My first talk of the year will be at the Lewes Archaeological Group, where I will be talking about Roman roads in the Lewes area, where I seem to be doing a lot of my geophysics surveys. The talk is at Lewes town hall on the 31st of January 2014 at 7:30pm.

Readers of my blog will remember me talking about Oaklands Park in Sedlescombe here and here. Well now the final report is online. If you don't fancy reading a long geophysics report, you can hear me talk about it on the 17th of February 2014 at 7:30pm. The venue is Pestalozzi, on whose land the majority of the work was done.

Finally, I will be running a series of dayschools at the Sussex School of Archaeology. It is a two day course. The first day will be out in the field, learning about earth resistance, resistance tomography, magnetometry and ground penetrating radar while the second day will be indoors, covering theory, data processing, interpretation and the effects of geology on geophysics. As there will be limited space on the first day, I have split that into two groups on the 5th and 12th of April 2014, with the two groups coming together for the day in the classroom on the 13th of April 2014.

Then, I will be all talked out and will return to the field for more geophysics.

21 October 2013

Version 1.12 of Snuffler Released

Another small update for Snuffler today, which will hopefully make the destripe filter easier to use.

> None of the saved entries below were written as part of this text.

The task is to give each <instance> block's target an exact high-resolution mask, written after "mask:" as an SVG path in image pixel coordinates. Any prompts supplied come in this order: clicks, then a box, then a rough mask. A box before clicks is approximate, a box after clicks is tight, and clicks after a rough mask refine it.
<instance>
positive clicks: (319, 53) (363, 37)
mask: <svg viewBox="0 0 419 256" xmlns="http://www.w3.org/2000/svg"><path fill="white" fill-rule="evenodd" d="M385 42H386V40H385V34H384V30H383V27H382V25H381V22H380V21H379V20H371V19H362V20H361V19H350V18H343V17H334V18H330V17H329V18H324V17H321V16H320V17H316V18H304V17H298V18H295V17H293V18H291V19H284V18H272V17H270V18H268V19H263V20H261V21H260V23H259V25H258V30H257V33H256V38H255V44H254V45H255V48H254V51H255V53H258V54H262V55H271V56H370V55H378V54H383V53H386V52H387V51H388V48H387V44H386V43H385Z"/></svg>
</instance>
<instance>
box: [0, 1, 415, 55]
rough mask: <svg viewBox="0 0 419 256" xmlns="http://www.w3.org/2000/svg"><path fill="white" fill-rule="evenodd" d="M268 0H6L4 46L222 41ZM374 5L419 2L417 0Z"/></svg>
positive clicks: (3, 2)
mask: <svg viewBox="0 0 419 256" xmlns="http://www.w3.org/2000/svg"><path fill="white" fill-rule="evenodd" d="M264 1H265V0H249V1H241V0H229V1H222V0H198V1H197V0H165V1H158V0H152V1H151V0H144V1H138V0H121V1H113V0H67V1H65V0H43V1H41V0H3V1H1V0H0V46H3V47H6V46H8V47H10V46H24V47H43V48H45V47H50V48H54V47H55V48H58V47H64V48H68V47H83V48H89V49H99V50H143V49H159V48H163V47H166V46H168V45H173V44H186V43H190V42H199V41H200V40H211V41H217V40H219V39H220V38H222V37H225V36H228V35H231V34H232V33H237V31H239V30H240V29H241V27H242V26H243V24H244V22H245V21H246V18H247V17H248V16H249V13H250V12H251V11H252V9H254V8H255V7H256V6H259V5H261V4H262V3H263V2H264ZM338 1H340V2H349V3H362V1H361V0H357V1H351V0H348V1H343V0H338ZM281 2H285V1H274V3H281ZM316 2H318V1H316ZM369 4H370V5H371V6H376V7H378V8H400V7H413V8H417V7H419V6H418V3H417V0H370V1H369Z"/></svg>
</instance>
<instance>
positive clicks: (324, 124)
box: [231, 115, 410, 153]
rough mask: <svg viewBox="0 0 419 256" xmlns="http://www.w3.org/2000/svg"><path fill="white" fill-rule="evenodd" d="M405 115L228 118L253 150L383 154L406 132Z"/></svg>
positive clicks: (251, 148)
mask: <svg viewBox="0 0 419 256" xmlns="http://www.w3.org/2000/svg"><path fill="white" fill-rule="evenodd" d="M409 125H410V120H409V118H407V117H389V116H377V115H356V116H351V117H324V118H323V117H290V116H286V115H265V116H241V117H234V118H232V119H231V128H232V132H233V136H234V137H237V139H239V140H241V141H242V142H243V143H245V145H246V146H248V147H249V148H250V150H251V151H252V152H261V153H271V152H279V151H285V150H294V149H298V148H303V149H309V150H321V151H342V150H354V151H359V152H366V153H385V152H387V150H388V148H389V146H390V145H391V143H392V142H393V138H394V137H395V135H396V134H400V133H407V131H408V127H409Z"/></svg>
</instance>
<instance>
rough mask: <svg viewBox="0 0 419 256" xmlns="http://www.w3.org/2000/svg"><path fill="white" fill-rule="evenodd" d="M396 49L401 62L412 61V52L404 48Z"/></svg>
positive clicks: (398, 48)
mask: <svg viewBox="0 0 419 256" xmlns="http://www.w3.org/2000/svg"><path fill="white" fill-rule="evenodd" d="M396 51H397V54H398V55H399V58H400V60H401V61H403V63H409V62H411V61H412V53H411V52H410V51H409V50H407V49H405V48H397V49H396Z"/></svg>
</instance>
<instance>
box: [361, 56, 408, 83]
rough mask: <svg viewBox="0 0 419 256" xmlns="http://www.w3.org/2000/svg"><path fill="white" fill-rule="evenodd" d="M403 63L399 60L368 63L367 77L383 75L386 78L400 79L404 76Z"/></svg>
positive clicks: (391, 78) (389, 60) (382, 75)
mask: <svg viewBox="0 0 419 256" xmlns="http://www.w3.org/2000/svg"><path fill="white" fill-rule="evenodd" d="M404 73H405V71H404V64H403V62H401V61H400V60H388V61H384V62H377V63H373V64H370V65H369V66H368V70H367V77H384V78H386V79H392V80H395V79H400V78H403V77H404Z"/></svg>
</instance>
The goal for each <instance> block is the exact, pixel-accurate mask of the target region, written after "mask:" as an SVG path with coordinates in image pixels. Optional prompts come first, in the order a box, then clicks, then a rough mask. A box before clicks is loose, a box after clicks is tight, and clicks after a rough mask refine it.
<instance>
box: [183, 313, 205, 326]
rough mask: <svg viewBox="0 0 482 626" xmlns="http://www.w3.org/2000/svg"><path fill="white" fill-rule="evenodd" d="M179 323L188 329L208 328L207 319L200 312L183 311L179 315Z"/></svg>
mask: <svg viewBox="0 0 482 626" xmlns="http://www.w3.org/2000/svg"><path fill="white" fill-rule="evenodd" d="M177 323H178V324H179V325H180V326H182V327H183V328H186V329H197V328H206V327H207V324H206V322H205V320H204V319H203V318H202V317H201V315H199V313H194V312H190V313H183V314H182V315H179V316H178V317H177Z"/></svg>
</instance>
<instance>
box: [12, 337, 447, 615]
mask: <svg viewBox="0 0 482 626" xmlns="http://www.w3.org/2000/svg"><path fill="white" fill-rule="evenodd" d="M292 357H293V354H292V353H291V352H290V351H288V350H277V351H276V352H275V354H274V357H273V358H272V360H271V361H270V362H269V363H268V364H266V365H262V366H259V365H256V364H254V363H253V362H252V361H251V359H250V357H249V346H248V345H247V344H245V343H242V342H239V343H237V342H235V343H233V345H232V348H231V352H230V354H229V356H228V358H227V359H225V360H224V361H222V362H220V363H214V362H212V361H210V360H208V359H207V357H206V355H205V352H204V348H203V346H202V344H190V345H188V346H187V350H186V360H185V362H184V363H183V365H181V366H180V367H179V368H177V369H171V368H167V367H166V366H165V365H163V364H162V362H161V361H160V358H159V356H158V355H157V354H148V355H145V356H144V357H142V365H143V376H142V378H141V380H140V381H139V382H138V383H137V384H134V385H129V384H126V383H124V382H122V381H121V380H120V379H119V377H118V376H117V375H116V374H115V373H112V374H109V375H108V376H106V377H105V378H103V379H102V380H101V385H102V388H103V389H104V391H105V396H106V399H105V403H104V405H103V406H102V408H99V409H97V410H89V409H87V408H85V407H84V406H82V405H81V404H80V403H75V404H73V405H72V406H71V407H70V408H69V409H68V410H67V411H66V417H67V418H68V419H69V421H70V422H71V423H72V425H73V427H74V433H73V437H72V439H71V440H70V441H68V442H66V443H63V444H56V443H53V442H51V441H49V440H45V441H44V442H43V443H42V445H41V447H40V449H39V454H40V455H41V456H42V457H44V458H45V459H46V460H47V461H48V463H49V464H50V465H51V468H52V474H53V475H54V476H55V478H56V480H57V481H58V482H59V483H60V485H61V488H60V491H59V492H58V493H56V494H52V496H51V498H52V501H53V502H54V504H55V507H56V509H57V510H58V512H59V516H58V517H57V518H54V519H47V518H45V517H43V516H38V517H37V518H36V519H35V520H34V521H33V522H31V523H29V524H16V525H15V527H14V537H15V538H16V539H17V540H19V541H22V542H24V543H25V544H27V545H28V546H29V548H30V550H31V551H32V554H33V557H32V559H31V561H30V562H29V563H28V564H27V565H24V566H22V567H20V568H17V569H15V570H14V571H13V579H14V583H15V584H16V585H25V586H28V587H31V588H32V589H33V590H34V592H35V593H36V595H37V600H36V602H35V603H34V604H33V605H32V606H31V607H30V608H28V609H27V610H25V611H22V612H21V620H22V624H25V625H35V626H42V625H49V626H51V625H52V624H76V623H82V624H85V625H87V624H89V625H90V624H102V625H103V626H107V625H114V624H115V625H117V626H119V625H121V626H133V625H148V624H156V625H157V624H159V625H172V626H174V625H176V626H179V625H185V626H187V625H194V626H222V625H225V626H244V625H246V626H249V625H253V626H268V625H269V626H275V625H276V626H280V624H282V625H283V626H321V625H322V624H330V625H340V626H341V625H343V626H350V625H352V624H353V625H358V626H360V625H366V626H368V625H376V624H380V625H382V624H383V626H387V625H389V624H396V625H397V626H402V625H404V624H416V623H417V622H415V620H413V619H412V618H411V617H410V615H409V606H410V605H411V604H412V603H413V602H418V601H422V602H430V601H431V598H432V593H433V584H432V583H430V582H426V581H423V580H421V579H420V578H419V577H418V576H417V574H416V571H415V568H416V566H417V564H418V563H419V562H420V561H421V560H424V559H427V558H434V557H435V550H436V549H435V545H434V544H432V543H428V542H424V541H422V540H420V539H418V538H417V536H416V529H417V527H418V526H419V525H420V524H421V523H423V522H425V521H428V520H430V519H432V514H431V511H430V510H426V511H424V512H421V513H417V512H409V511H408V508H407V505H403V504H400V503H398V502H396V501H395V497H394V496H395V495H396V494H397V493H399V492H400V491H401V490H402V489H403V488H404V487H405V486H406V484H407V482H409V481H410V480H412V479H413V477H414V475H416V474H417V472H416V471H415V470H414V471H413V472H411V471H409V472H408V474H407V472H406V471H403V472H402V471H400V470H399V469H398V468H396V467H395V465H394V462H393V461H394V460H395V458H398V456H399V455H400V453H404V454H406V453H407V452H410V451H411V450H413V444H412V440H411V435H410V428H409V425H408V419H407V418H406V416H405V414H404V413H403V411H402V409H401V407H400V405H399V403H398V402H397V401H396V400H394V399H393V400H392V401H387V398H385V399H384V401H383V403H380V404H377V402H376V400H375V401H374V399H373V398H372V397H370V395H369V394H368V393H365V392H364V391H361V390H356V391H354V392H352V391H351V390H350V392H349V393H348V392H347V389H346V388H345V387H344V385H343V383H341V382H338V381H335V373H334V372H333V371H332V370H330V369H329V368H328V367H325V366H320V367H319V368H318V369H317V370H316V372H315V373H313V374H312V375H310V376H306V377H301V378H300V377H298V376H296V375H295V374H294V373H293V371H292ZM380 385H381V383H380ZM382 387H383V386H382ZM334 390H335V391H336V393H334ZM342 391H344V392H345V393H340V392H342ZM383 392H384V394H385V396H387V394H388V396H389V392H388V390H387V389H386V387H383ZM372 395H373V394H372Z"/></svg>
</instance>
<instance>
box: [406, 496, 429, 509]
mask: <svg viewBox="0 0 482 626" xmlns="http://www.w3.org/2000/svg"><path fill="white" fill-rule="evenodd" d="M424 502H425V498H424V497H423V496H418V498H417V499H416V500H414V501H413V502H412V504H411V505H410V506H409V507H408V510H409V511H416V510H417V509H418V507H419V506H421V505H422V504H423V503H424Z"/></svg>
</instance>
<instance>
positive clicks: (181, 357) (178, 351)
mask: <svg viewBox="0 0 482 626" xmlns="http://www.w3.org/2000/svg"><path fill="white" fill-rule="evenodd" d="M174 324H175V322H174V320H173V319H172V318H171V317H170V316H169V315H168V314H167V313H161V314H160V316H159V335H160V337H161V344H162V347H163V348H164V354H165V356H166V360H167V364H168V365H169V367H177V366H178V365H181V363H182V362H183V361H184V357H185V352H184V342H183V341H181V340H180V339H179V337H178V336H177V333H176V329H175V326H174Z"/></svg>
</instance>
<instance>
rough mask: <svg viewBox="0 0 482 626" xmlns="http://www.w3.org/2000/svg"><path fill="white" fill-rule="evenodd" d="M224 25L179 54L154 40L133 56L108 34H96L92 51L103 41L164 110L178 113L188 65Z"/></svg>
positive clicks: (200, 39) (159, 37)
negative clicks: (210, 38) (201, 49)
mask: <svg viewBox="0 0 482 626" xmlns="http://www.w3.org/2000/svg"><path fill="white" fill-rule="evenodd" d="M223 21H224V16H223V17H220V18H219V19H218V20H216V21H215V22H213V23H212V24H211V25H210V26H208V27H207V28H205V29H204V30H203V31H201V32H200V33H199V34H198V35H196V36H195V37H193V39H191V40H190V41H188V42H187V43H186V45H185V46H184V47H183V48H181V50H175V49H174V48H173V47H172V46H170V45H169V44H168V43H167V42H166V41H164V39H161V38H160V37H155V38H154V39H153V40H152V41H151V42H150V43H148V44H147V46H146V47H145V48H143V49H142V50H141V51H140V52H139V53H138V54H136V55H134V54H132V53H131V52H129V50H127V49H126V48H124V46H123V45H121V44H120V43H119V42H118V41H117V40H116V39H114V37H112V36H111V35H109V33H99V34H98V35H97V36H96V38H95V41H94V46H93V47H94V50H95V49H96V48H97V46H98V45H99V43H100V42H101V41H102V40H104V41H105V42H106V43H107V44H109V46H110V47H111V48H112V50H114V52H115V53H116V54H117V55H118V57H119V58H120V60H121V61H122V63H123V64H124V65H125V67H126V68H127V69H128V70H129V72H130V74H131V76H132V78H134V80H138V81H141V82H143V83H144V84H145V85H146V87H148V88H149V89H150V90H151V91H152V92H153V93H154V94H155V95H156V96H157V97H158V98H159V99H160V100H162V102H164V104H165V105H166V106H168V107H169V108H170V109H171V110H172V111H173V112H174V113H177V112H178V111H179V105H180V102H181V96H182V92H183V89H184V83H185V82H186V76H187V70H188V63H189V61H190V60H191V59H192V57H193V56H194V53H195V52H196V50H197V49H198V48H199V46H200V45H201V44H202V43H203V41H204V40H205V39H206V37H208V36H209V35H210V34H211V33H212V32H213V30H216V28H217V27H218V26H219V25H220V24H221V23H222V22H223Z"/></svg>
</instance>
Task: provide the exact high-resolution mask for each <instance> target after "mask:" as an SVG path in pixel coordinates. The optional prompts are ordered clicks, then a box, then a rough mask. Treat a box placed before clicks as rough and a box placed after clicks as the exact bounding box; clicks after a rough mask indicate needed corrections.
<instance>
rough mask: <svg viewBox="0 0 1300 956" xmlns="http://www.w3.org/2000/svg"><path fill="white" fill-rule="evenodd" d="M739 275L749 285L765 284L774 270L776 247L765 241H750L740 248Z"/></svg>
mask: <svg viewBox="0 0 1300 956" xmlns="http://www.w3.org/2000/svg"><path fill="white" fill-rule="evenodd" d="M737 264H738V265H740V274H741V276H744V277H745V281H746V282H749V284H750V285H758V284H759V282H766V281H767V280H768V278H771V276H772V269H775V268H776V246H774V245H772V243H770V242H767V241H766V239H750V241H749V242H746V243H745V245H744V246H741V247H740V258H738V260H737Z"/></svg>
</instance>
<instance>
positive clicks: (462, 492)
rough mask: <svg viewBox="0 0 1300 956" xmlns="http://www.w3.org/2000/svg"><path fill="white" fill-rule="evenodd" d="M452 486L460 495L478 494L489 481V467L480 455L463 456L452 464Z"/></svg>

A feature of the destripe filter that is useful, but many don't understand is that when reading through each line of data, it will restrict any readings it comes across that are outside the display bounds to the level of the display bounds, so if there is a reading of +60nT and the display bounds are +/- 2nT, that reading will be treated as +2nT. The benefit of this is that particularly strong features will not affect the filter too much, which would stop stripes being left visible even after filtering. The downside is that if your striping is particularly severe, you would need multiple passes of the destripe filter to get rid of the stripes, as it would only remove a maximum of 2nT (the display boundary) each time. This downside became most obvious a few versions back when I changed the default display boundary for mag data to +/-2nT rather than calculating a range from the readings in the file, which is more suitable for resistance data. The fact that you needed to do multiple destripes was not obvious to all of my users, and to be honest, it shouldn't need to be run multiple times, so I created a new destripe type, which is now the default, which will do multiple passes of the filter, so you don't have to. You still have the option to do a single pass if so desired.

The other noticeable change is that help file should hopefully work for more people now. I had several complaints that it wasn't, but couldn't replicate the problem on my machine. Having found a machine where it doesn't work, there should now be a workaround which will make it work for some people at least. If it still does not, let me know.


Changing the subject, if you fancy seeing me talk about geophysics and Roman roads, I will be at the CBA SE conference in Faversham on the 16th of November.